A partir de este señalamiento, cierto sin duda, fácilmente germina entre la población la idea de que el verdadero interés de quienes participan en los procesos electorales realmente está vinculado al hecho de mantener sus ingresos y no necesariamente de servirle al pueblo.
Los datos duros de quienes hoy aspiran a gobernar Coahuila parecieran confirmar la hipótesis: con la excepción del candidato del PT, las declaraciones patrimoniales de los demás candidatos los ubican como individuos de altos ingresos.
No se trata, por supuesto, de señalar que sus ingresos personales y/o familiares constituyan una irregularidad, pero los números parecieran demostrar que la política “no es para pobres”, sino una actividad reservada para quienes han tenido “éxito” en la vida.

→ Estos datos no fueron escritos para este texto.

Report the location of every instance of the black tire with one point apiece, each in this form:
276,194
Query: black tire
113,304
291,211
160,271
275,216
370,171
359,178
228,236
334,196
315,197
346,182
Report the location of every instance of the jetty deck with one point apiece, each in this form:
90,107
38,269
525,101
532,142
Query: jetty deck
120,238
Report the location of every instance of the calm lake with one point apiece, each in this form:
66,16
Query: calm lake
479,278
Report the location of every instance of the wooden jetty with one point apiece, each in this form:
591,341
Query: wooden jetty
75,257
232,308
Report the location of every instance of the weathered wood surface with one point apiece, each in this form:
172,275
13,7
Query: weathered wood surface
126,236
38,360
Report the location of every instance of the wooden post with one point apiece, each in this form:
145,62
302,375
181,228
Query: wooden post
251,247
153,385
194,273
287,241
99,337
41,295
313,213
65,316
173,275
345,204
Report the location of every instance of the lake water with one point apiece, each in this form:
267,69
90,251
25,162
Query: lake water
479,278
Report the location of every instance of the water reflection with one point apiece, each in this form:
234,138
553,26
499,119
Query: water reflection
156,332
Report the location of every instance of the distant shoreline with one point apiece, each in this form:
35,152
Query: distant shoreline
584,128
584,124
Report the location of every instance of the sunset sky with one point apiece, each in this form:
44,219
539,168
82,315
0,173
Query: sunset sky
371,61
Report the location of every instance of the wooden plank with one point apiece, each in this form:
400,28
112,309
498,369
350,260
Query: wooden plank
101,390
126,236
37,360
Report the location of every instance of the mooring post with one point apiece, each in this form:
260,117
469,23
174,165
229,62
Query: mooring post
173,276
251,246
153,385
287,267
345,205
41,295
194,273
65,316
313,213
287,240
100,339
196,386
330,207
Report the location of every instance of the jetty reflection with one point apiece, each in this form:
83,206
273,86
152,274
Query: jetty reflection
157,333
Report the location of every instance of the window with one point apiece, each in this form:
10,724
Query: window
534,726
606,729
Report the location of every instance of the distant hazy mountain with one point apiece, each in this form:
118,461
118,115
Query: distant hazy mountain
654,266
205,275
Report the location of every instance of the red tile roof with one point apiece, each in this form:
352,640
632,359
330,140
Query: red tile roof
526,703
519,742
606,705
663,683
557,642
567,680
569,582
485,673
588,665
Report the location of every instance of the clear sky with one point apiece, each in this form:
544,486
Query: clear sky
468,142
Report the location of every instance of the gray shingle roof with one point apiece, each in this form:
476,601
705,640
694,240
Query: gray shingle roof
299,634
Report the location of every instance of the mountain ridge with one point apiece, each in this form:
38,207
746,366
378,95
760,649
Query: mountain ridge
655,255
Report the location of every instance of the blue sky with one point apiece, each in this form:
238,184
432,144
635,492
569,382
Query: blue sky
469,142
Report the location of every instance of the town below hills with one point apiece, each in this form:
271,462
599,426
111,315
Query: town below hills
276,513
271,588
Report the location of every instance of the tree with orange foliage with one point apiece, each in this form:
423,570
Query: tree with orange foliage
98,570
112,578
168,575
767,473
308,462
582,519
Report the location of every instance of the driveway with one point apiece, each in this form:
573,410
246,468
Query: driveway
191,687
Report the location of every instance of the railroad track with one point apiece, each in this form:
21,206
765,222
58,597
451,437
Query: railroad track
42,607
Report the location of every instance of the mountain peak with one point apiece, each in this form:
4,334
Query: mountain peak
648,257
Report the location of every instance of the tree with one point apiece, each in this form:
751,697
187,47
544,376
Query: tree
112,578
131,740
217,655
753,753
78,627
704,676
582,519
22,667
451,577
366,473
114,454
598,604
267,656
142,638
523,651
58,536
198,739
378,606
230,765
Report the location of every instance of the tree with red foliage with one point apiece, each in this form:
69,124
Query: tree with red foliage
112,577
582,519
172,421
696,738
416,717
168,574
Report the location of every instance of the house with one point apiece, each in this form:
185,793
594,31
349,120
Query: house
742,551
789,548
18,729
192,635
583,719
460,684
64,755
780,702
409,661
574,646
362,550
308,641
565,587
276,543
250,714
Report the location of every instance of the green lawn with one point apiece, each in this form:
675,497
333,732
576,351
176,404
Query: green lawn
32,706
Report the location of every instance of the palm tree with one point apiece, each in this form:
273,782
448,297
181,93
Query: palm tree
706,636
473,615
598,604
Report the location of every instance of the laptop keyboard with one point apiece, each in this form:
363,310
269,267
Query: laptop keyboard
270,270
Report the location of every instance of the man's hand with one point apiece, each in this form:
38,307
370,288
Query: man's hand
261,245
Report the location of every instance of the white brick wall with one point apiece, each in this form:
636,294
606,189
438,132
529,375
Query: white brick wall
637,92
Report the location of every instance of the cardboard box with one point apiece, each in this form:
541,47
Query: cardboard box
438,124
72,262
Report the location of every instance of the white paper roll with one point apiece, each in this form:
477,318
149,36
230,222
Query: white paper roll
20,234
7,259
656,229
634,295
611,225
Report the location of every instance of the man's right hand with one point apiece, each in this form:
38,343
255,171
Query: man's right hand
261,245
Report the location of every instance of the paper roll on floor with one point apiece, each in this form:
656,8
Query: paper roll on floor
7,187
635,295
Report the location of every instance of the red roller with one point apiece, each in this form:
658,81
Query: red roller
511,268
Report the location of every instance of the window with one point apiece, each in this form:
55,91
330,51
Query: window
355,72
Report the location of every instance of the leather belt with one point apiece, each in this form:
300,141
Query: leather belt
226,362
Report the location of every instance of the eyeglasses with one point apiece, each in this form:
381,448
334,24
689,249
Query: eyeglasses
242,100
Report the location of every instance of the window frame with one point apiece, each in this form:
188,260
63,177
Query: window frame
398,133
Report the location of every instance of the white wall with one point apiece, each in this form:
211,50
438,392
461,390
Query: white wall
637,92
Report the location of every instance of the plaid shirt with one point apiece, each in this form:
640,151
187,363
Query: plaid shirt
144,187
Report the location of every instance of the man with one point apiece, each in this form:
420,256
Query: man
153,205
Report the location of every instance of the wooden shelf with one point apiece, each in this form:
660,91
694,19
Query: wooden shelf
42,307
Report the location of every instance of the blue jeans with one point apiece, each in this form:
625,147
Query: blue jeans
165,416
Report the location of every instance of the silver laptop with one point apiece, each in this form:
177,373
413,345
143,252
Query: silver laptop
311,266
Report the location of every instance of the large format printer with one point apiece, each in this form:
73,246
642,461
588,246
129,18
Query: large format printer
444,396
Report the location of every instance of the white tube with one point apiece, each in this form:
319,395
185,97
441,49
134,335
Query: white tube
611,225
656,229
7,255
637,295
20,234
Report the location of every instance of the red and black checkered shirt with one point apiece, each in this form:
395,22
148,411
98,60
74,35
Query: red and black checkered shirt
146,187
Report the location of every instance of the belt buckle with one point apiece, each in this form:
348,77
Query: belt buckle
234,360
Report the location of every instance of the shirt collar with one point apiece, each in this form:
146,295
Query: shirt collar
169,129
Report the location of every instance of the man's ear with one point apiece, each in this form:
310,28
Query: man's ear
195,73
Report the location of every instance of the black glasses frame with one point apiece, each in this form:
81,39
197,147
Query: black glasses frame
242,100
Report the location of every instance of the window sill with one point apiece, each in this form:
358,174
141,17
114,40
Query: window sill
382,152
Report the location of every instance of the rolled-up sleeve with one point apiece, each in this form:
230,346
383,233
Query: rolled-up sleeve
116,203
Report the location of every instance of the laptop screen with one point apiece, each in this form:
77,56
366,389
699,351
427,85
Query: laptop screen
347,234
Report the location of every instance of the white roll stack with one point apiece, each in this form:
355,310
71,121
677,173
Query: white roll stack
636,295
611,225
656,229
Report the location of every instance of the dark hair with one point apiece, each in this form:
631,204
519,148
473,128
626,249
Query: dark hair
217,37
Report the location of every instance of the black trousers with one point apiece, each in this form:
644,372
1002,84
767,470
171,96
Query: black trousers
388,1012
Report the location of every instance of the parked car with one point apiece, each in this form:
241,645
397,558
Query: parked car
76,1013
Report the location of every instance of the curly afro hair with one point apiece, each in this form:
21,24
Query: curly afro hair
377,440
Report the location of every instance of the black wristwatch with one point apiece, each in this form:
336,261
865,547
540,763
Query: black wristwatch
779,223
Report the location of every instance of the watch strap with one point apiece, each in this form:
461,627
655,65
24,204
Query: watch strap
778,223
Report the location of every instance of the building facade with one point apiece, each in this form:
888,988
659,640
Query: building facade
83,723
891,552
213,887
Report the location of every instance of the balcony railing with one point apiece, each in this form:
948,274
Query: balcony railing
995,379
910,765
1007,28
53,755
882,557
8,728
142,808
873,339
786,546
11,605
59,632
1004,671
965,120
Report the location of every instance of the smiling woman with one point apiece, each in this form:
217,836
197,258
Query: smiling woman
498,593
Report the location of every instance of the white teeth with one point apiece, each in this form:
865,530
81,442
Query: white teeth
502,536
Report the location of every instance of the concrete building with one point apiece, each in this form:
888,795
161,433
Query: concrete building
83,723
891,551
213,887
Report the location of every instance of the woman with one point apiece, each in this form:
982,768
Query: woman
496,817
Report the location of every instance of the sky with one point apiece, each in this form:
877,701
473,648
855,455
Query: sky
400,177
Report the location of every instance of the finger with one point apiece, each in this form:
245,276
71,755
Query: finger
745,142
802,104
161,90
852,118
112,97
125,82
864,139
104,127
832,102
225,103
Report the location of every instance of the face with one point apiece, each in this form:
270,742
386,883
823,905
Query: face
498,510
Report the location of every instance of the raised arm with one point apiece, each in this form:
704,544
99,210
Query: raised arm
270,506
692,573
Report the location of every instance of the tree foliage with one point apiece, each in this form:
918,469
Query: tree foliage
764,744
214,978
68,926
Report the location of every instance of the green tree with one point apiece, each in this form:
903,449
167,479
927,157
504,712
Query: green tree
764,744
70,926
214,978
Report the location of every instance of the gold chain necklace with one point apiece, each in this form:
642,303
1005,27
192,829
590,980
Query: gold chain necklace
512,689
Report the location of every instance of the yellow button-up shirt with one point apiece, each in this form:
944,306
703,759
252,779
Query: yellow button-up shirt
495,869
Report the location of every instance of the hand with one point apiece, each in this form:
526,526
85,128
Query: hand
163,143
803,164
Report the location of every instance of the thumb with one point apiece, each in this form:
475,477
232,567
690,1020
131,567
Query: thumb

Y es que más allá de si los ingresos que los aspirantes a la Gubernatura de Coahuila han reportado –a través de las declaraciones patrimoniales que han hecho públicas– provienen del erario o de negocios particulares, lo que queda claro es que todos ellos se encuentran lejos de la “honrada medianía” que Juárez señaló como la posición deseable para quien se desempeña en el servicio público.
Por lo demás, también debe insistirse en un argumento que ha sido esgrimido en múltiples ocasiones: el problema en realidad no es cuánto dinero reciben nuestros servidores públicos como contraprestación por “sus servicios”, sino el hecho de que los salarios difícilmente se corresponden con los beneficios que su actividad reporta a los ciudadanos.
En términos de efectividad, la nuestra es una democracia pobre, entendida tal pobreza como una escasez de resultados de los cuales los ciudadanos podamos sentirnos satisfechos: tenemos un pobre sistema educativo, un pobre sistema de salud y, sobre todo, tenemos una pobrísima eficacia en el combate a la corrupción y la impunidad.
Por ello, los ingresos de nuestros políticos –y de quienes, sin serlo, aspiran a gobernarnos– resaltan aún más y se convierten en elementos que difícilmente conducen a otro terreno que no sea el del cuestionamiento y el de la duda.
Si a eso se le agregan las acusaciones mutuas que entre los propios candidatos se arrojan, señalándose como partícipes de la corrupción gubernamental que nos inunda, la mesa está servida para que los electores no sintamos mayor entusiasmo por participar en los procesos de renovación del poder.
Porque lo deseable no es que la pobreza económica sea un requisito para aspirar a un cargo público, sino que los elementos a la vista de todos no sirvan para sospechar que la opulencia de quienes aspiran a gobernarnos sólo se explique a partir de su incursión o sus nexos con la actividad pública.